Brasil y México estrenan gobiernos y contrastan por sus recién estrenadas políticas de seguridad. Cuentan con el mayor número de ciudades violentas del mundo. Brasil enfrentará el problema de manera ortodoxa: con mano dura y un programa para armar a las familias. México tiene un plan híbrido: mantiene una parte punitiva y le da fuerza a otra, que busca atacar la pobreza y las otras causas de la violencia

La seguridad ciudadana es un problema insoslayable para cualquier Gobierno que busque el bienestar de su gente. Junto con el empleo, la salud y la educación, la seguridad es una de las mayores preocupaciones de los latinoamericanos. Mucho puede debatirse hasta qué punto y debido a qué mecanismos la sensación de inseguridad e injusticia es un fenómeno azuzado por agentes interesados; sin embargo, y más allá de las encuestas de opinión, las cifras de homicidios, feminicidios, robos y otros delitos son muy alarmantes, especialmente en las ciudades medias y grandes.

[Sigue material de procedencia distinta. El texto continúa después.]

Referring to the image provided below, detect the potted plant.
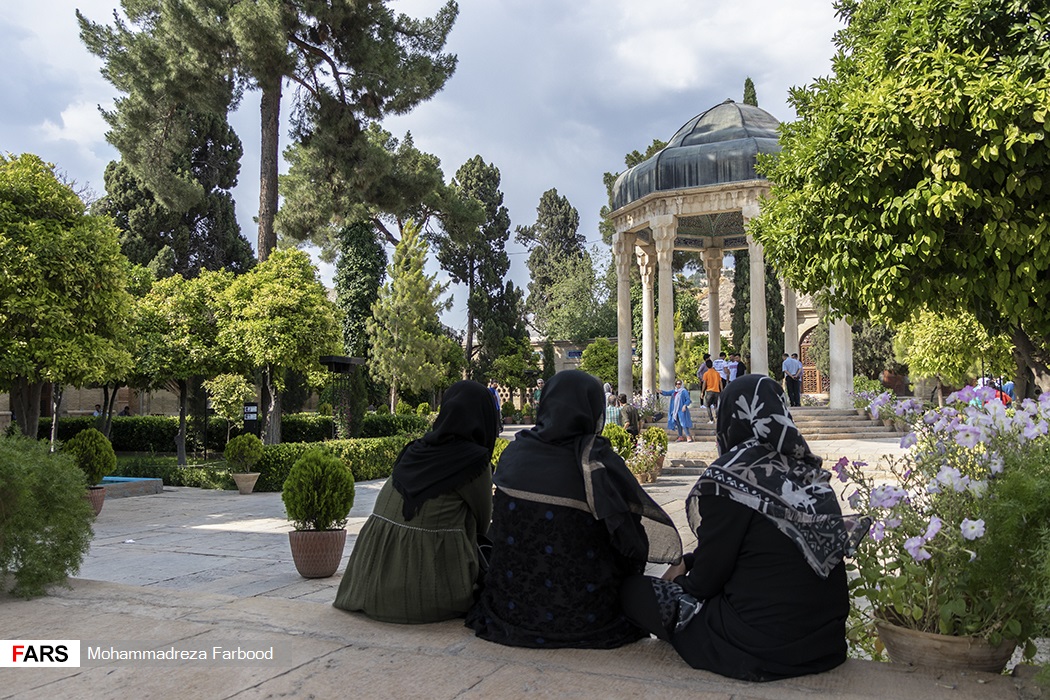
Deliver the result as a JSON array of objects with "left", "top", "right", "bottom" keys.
[
  {"left": 837, "top": 385, "right": 1050, "bottom": 672},
  {"left": 501, "top": 400, "right": 516, "bottom": 425},
  {"left": 625, "top": 438, "right": 658, "bottom": 484},
  {"left": 643, "top": 426, "right": 669, "bottom": 472},
  {"left": 224, "top": 433, "right": 264, "bottom": 495},
  {"left": 63, "top": 427, "right": 116, "bottom": 516},
  {"left": 282, "top": 447, "right": 356, "bottom": 578}
]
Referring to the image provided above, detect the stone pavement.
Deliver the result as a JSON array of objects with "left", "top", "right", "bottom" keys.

Brasil y México son países que albergan el mayor número de ciudades más violentas del mundo, de acuerdo con un estudio realizado con datos de 2018 por el Consejo Ciudadano para la Seguridad Pública y la Justicia Penal, una organización civil con sede en México especializada en temas de inseguridad. Según dicho informe, de las 50 urbes del planeta con mayor tasa de homicidios por cada 100 mil habitantes, 15 se ubican en México, 14 en Brasil, seis en Venezuela, cuatro en Estados Unidos y tres en Sudáfrica [1].
La respuesta que se ha dado en cuanto a la estrategia de política pública de seguridad está marcada por un aumento, sin precedentes, de la inversión en seguridad en Brasil, siendo para 2018 (cuando todavía gobernaba Michel Temer), el país que más había aumentado el gasto militar en la región, alcanzando un gasto de 27.8 millones de dólares, una estrategia de seguridad que Jair Bolsonaro heredó de su predecesor.

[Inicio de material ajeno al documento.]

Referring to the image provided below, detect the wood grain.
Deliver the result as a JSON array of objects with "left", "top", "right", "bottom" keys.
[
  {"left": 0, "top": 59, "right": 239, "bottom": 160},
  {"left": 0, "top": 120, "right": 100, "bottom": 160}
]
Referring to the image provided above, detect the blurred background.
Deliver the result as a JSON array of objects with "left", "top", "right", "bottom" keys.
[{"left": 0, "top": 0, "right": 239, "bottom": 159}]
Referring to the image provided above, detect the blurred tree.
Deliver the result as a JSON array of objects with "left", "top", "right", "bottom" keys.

Sin embargo y, a pesar de contar con una matriz similar de violencia, las respuestas que se están dando desde México marcan un precedente para el combate de la inseguridad que difiere sustantivamente del abordaje que se hace desde Brasil, respondiendo desde un enfoque progresista al problema de seguridad que asola al país. A continuación, algunos de los rasgos principales de los enfoques de los gobiernos de Jair Bolsonaro y Andrés Manuel López Obrador.

Brasil: un gobierno de militaristas y milicianos

No se puede escindir el conjunto de medidas referidas a cuestiones de seguridad pública presentadas hasta el momento por Jair Bolsonaro de dos aspectos constitutivos de tal perspectiva (y que anteceden al inicio de su mandato): por un lado, el grave deterioro institucional de todo el cuadro vinculado con la seguridad pública durante los años de Gobierno de Michel Temer y, por otro, el clima social creado por el propio Bolsonaro –sus seguidores y políticos afines– a partir de la expansión de un discurso truculento de mano dura o “tolerancia cero”. Tal narrativa, si bien viene siendo expuesta hacia la ciudadanía desde hace décadas, ha ganado notable protagonismo y centralidad, precisamente, con la instalación de Bolsonaro como una figura destacada de la escena política contemporánea.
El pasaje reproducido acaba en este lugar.